Martin Luther AD 1483-1546
His 95 Theses was nailed to the door of Wittenberg Castle on 31 Oct 1517 which is the date most commonly associated with the start of the Reformation.
John Calvin AD 1509-1564
He is widely accepted as Martin Luther’s successor. He was a reformer and theologian, and mighty preacher of the gospel.
John Knox AD 1513-1572
He led the Protestant Reformation in Scotland and was one of the founders of Presbyterianism. He too, was a dynamic preacher of the gospel.
Bishop Nicholas Ridley AD 1500-1555
Bishop Hugh Latimer AD 1487-1555
Archbishop Thomas Cranmer AD 1489-1556
Bishops Ridley and Latimer were burned at the stake in late AD 1555
Archbishop Cranmer was burned alive at the stake on the same spot six months later in early AD 1556
This is a brief account.
When Mary became Queen of England, she worked to bring England back to the Roman Catholic Church.

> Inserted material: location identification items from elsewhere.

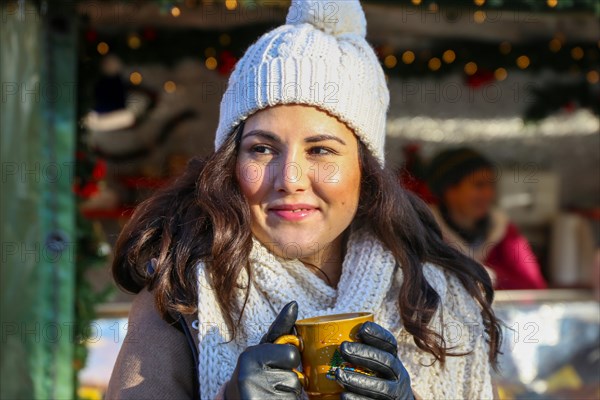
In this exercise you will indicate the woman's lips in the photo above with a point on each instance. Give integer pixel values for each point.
(294, 212)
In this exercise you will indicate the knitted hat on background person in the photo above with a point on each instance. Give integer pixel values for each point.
(320, 58)
(451, 166)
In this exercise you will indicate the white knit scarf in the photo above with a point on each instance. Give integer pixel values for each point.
(369, 282)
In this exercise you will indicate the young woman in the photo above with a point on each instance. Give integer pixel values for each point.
(295, 215)
(464, 183)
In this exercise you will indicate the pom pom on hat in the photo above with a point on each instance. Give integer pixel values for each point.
(320, 58)
(333, 17)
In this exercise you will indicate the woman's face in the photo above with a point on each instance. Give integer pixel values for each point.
(298, 168)
(473, 197)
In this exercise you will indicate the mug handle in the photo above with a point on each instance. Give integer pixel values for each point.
(296, 341)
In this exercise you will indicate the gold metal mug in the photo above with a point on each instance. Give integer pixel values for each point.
(318, 340)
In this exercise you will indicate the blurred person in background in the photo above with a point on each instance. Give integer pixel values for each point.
(464, 184)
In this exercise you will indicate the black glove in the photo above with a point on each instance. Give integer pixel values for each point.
(265, 371)
(377, 351)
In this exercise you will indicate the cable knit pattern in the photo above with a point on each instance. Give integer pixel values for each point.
(370, 281)
(320, 58)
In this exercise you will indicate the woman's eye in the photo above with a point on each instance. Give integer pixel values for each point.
(321, 151)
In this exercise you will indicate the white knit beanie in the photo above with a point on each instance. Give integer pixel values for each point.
(319, 57)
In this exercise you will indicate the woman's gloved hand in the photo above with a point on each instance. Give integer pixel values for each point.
(377, 351)
(265, 371)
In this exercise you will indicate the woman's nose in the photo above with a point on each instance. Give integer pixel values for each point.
(290, 173)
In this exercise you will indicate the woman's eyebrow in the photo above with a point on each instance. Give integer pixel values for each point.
(323, 137)
(312, 139)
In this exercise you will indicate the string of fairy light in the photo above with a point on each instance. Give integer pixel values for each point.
(471, 58)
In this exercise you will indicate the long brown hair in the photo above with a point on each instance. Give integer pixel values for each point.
(204, 215)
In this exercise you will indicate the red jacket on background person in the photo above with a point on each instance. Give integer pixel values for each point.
(505, 251)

One of her first acts was to arrest Bishop Ridley, Bishop Latimer, and Archbishop Thomas Cranmer.
After serving time in the Tower of London, the three were taken to Oxford in September of 1555 to be examined by the Lord's Commissioner in Oxford's Divinity School. When Ridley was asked if he believed the pope was heir to the authority of Peter as the foundation of the Church, he replied that the church was not built on any man but on the truth Peter confessed - that Christ was the Son of God.

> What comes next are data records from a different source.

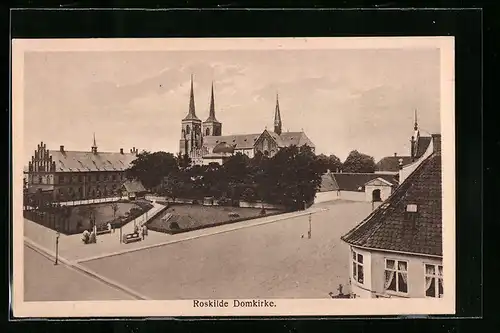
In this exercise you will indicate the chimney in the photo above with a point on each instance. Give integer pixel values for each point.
(436, 142)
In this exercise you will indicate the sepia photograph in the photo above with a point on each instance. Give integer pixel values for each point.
(233, 177)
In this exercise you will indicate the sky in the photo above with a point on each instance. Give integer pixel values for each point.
(343, 99)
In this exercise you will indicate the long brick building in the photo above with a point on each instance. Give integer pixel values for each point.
(76, 175)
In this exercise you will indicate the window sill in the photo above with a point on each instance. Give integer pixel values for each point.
(391, 293)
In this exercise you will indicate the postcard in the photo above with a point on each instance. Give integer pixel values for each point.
(233, 177)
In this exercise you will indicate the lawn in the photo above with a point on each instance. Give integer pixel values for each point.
(274, 260)
(184, 217)
(43, 281)
(103, 213)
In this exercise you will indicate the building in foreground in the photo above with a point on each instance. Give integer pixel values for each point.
(370, 187)
(397, 251)
(204, 143)
(77, 175)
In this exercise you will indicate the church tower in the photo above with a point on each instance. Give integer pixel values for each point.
(415, 137)
(191, 139)
(211, 126)
(277, 118)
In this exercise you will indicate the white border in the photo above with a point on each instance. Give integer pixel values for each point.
(285, 307)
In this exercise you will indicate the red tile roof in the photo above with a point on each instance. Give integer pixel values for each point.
(356, 181)
(391, 163)
(82, 161)
(389, 227)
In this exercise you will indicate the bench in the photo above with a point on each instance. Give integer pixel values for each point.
(130, 238)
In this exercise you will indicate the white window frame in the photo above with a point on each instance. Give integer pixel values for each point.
(355, 264)
(396, 270)
(436, 278)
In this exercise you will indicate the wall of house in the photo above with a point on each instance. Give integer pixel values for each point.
(326, 196)
(385, 192)
(352, 196)
(416, 272)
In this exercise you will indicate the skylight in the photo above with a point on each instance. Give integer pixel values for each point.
(411, 208)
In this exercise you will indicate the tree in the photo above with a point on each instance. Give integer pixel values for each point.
(172, 185)
(293, 176)
(359, 163)
(150, 168)
(331, 162)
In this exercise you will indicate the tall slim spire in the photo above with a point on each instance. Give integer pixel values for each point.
(211, 115)
(192, 112)
(277, 117)
(415, 126)
(94, 146)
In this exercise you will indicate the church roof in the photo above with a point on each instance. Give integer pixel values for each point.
(134, 186)
(192, 112)
(82, 161)
(423, 144)
(356, 181)
(389, 227)
(391, 163)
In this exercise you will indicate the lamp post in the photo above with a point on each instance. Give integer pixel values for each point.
(57, 247)
(310, 227)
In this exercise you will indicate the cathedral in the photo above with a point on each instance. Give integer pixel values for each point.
(204, 143)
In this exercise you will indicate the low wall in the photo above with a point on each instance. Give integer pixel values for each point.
(242, 204)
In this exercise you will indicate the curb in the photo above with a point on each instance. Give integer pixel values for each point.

Ridley said he could not honour the pope in Rome since the papacy was seeking its own glory, not the glory of God. Neither Ridley nor Latimer could accept the Roman Catholic mass as a sacrifice of Christ. Latimer told the commissioners,
"Christ made one oblation and sacrifice for the sins of the whole world, and that a perfect sacrifice; neither needeth there to be, nor can there be, any other propitiatory sacrifice."

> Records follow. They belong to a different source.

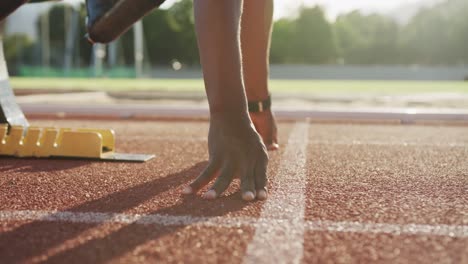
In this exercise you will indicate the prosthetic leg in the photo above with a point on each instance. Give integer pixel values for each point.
(108, 19)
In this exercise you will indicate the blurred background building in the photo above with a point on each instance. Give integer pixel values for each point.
(321, 39)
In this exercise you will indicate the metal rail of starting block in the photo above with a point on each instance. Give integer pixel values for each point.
(20, 140)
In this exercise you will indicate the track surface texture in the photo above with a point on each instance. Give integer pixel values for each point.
(338, 194)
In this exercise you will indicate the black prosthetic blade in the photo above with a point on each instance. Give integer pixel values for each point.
(119, 19)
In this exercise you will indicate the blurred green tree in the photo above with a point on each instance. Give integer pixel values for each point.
(367, 39)
(313, 40)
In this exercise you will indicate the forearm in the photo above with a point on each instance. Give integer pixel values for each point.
(257, 20)
(217, 25)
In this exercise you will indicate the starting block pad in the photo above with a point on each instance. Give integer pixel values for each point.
(19, 141)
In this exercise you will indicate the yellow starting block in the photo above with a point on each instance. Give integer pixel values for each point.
(19, 141)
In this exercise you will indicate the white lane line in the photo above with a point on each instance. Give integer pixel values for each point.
(278, 242)
(457, 231)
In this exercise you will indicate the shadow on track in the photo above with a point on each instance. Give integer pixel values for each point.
(39, 237)
(39, 165)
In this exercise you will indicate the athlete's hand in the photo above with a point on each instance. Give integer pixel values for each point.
(265, 124)
(236, 150)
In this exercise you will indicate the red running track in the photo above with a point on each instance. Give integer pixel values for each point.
(340, 193)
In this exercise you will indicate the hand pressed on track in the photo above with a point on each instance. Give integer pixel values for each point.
(236, 150)
(265, 124)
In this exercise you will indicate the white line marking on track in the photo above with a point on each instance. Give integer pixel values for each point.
(457, 231)
(276, 242)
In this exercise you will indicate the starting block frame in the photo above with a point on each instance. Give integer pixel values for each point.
(18, 139)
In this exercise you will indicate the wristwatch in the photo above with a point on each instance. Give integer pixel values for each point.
(260, 106)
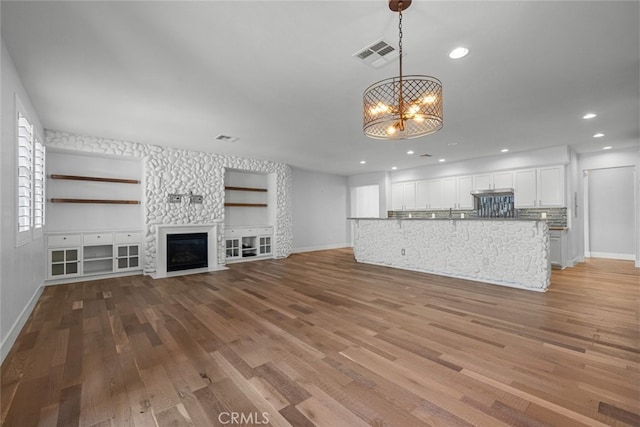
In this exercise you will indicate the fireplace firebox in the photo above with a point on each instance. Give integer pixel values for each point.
(187, 251)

These opinions were deeply offensive to Roman Catholic theologians.
Both Ridley and Latimer were burned at the stake in Oxford on October 16, 1555. As he was being tied to the stake, Ridley prayed,
"Oh, heavenly Father, I give unto thee most hearty thanks that thou hast called me to be a professor of thee, even unto death. I beseech thee, Lord God, have mercy on this realm of England, and deliver it from all her enemies."
The spot where these martyrs laid down their lives for the advance of the gospel can be visited in Oxford. This image marks the spot.
The picture above marks the actual spot where Bishops Ridley and Latimer, and Archbishop Cranmer were publicly burned at the stake. It is in Oxford.
The Revival years
Preaching the gospel
As we approach the ‘Enlightenment Period’ when education, knowledge and the discovery of science were becoming more widespread, so too was the spread of the gospel and the occasional periods of significant revival.
During this time the following great characters are renowned for their influence in preaching the gospel with power and authority.
George Whitfield AD 1714-1770
He was a founder of the Methodist Movement and preached towards the very end of the first Great Awakening in North America during the early eighteenth century.
Countless thousands were converted as a result of his preaching during the revival.
John Wesley AD 1703-1791
Charles Wesley AD 1707-1788
The Wesley brothers were prominent reformers and dynamic gospel preachers. John was a founder of the Methodist Movement.
Charles Haddon Spurgeon AD 1834-1892
He was pastor of New Park Street Chapel in London, later known as ‘The Metropolitan Tabernacle’ London. He was a dynamic gospel preacher, writer and theologian.
You may have heard of the ‘Great Awakening’. Actually there were four awakenings in North America.
First Great Awakening AD 1550-1743
Second Great Awakening AD 1800-1840
Third Great Awakening AD 1850-1900
Fourth Great Awakening AD 1960-1970
These were times of revival when hundreds of thousands of sinners repented and accepted Christ as their Lord and Saviour. You could say that these times represented the close of the great period of the reformation.